Justices debate 'honest services' law
Wednesday, December 9, 2009
A federal law that makes it a crime to deprive the public or one's employer of "honest services" is a favorite of prosecutors on the hunt for corrupt politicians and self-dealing corporate honchos.
But it found few admirers Tuesday at the Supreme Court.
From one end of the mahogany bench to the other, and across the court's notable ideological divide, justices took turns criticizing the 1988 law that makes it a crime to "deprive another of the intangible right of honest services." The most frequent complaint was that it is so vague that it is impossible for the average person to know what is being made illegal.
"Perhaps there are 150 million workers in the United States," Justice Stephen G. Breyer told the government lawyer defending the statute. "I think possibly 140 [million] of them would flunk your test."
By the end of two hours of oral arguments, the decision seemed to be whether to attempt to limit the reach of the law or to simply declare it unconstitutionally vague.
Justice Antonin Scalia, the law's chief critic, said he did not "have the heart" to try to find a way to save it. "Why should I turn somersaults," he asked, to help render constitutional a law he considers "inherently vague."
The arguments came as the court issued its first opinions of the term, including the inaugural decision written by Justice Sonia Sotomayor. It was a low-key and noncontroversial decision that upheld a lower-court ruling about when an order implicating attorney-client privilege can be appealed.
All the justices agreed with the outcome, although Justice Clarence Thomas disagreed with part of the reasoning.
To decide the honest-services law, the court has taken three cases, including one from convicted newspaper tycoon Conrad M. Black.
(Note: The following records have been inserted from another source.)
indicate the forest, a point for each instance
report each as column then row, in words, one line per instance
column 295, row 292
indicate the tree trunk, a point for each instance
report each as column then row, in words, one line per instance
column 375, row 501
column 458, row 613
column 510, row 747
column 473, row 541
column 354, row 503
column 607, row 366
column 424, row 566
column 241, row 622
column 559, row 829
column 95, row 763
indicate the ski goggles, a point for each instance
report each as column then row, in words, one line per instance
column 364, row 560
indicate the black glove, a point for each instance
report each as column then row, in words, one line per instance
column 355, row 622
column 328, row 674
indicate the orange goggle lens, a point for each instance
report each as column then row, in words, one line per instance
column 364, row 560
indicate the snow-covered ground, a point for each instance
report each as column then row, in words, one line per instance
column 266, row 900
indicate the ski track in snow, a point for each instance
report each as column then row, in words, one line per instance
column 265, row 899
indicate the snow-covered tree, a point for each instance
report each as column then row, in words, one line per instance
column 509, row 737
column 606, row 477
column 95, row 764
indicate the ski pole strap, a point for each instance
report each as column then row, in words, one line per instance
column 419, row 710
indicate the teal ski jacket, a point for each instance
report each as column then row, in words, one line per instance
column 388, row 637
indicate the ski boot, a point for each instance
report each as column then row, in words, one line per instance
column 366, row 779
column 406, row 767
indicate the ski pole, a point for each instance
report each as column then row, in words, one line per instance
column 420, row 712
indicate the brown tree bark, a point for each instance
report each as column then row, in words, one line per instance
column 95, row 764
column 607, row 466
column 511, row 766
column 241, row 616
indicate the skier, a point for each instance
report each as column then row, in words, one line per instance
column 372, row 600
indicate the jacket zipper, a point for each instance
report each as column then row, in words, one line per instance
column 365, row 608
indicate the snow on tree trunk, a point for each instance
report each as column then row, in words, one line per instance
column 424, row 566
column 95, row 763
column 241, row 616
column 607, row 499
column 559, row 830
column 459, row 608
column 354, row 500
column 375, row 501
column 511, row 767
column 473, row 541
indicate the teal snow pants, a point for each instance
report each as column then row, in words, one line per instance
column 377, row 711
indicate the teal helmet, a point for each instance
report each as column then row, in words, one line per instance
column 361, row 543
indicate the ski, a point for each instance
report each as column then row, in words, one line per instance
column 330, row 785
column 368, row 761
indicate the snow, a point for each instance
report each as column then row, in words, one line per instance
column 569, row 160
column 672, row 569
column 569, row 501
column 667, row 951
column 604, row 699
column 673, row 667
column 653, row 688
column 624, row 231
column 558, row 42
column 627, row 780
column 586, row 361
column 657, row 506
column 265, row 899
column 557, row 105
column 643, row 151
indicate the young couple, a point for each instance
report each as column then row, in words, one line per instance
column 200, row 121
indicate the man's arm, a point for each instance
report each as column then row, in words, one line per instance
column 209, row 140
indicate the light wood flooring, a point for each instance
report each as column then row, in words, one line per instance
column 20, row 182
He argues that he should not have been convicted without the government proving that his unusual pay arrangement cheated the company he once headed.
Black's case was heard Tuesday, along with that of former Alaska state representative Bruce Weyhrauch. The ex-lawmaker says he should not be the subject of federal prosecution because no state law required him to disclose that he was looking for legal work with an oil services firm at the same time the company was lobbying him on a tax bill.
In the spring, the court will hear an appeal from former Enron chief executive Jeffrey K. Skilling, who contends that the government needed to prove he was trying to line his own pockets with the fraudulent accounting scheme that brought down the giant company. Skilling says his actions were to save the company.
The cases raise distinct issues with which the court could limit the law. But Miguel Estrada, Black's attorney, told the justices that there is no "elegant out to the morass that the lower courts have been confronting" and that as "an essential matter, this statute cannot be saved."